Freelancing is another great avenue for flexibility. If you’re passionate about something like writing or design, you could work on your portfolio in order to freelance those skills. You might build name recognition by starting out with some discounted projects or reach out to friends and family to see if anyone currently needs the skills you have to offer. Freelancing also allows you to take on as many or as few clients as you might want at the time, so you could, for instance, start with one or two and build to full-time when your children are older.
I’ve tried aspects of all of these things. As an independent contractor, I’ve been able to set my own teaching hours so that I only work when my husband is home. I’ve been able to move most of my lessons to our own home to maximize work time versus commuting time. Although I’ve significantly cut back on the number of students I work with each week, I know that I can eventually add more as it works for my family. When I find myself with unexpected free time, I can write or work on my music or jewelry, and our baby enjoys popping over to the post office with me whenever I sell something online.

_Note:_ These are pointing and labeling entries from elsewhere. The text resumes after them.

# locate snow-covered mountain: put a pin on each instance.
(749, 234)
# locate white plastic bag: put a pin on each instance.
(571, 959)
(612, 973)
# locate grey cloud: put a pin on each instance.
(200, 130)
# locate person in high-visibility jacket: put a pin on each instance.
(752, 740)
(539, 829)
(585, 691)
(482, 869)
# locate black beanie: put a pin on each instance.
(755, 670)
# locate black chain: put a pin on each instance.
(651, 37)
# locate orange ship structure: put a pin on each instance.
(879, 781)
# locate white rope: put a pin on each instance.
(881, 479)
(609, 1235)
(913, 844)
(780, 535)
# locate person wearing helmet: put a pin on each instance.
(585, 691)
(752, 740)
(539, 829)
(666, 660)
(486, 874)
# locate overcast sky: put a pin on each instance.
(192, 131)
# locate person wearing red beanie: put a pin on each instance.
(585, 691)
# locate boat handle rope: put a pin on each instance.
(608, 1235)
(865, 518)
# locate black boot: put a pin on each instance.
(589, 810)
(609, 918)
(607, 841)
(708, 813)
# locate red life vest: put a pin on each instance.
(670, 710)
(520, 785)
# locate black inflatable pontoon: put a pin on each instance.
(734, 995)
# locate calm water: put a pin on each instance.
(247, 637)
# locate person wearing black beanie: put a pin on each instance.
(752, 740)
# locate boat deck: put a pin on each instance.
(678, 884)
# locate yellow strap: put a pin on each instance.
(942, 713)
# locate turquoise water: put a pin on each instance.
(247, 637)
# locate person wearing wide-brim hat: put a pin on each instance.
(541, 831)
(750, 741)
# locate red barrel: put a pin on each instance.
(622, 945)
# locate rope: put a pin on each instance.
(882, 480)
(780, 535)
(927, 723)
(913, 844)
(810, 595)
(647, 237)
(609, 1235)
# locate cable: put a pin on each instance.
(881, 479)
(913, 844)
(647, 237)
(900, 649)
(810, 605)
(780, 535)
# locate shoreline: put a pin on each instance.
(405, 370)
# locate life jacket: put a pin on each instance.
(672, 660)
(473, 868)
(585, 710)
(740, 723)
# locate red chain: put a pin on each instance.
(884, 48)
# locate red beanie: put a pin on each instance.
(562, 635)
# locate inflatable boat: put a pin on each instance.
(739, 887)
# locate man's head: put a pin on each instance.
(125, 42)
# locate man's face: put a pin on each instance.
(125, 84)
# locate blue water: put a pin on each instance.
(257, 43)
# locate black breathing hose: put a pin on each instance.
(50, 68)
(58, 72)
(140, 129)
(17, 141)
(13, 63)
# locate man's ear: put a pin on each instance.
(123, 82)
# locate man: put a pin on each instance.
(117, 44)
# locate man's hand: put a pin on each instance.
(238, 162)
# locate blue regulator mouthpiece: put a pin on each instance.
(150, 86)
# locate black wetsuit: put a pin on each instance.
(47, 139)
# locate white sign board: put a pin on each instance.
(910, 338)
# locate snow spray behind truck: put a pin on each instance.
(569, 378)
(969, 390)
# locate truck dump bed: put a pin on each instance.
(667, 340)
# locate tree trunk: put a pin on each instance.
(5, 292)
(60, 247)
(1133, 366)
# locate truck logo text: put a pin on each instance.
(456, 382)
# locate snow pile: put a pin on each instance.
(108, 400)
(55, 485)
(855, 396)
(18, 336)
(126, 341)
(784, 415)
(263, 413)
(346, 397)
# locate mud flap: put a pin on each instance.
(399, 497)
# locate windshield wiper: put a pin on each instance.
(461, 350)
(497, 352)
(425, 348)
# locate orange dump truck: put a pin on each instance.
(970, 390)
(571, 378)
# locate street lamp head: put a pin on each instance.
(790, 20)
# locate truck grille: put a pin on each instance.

You can work while your baby is sleeping, while your husband is home, or with a part-time babysitter.
Part-time work for a mother with young children can look like anything from 28 hours a week to a few hours every other Friday, depending on the mom and the family. You may find that you can work while your baby is sleeping, while your husband is home, or with a part-time babysitter or doting grandparent over to help. There are also various opportunities for part-time daycare or preschool. Many community centers also offer “kid care” at very low rates while the parent remains in the building, with quiet areas where you could get some work done hands-free. There are as many ways to balance this as there are mothers.
Consider the Financial Details
Some non-college career routes can also provide options that traditional post-college jobs don’t. For instance, some help you develop skills that can be used to save money in your own life, like hairstyling, interior decorating, or party planning. Career skills like baking or running a small business translate directly into the skill sets needed to run a household effectively.
Then there are non-college careers like photography, coaching, or massage therapy, that offer high hourly rates that can compensate for the lower number of hours busy moms might have available for work. With the right motivation, dedication, and ambition, all of these options can be available to women who decide to take alternative educational routes. And it’s not too late for current moms to rework their work/life balance in a similar way either.
At a time when it can be difficult for families to make ends meet on one income (66% of married couples are dual income today compared to 47% in the 1960s), along with the soaring price of college tuition and still no guarantee of gainful employment, I’d like to suggest that women give themselves permission to consider alternate educational paths. It’s possible to find your way to a fulfilling career future that uses your talents and interests without going deeply into debt, sacrificing your ideal experience of motherhood, or putting off or forgoing motherhood altogether.
I, and many others, are living proof that a woman can use this holistic approach to craft a flexible and engaging work life that can wax and wane alongside the demands of being a mom while providing flourishing and fulfillment for both her and her family. I know you can find the right balance for your career goals, financial situation, and the needs of you and your family, too.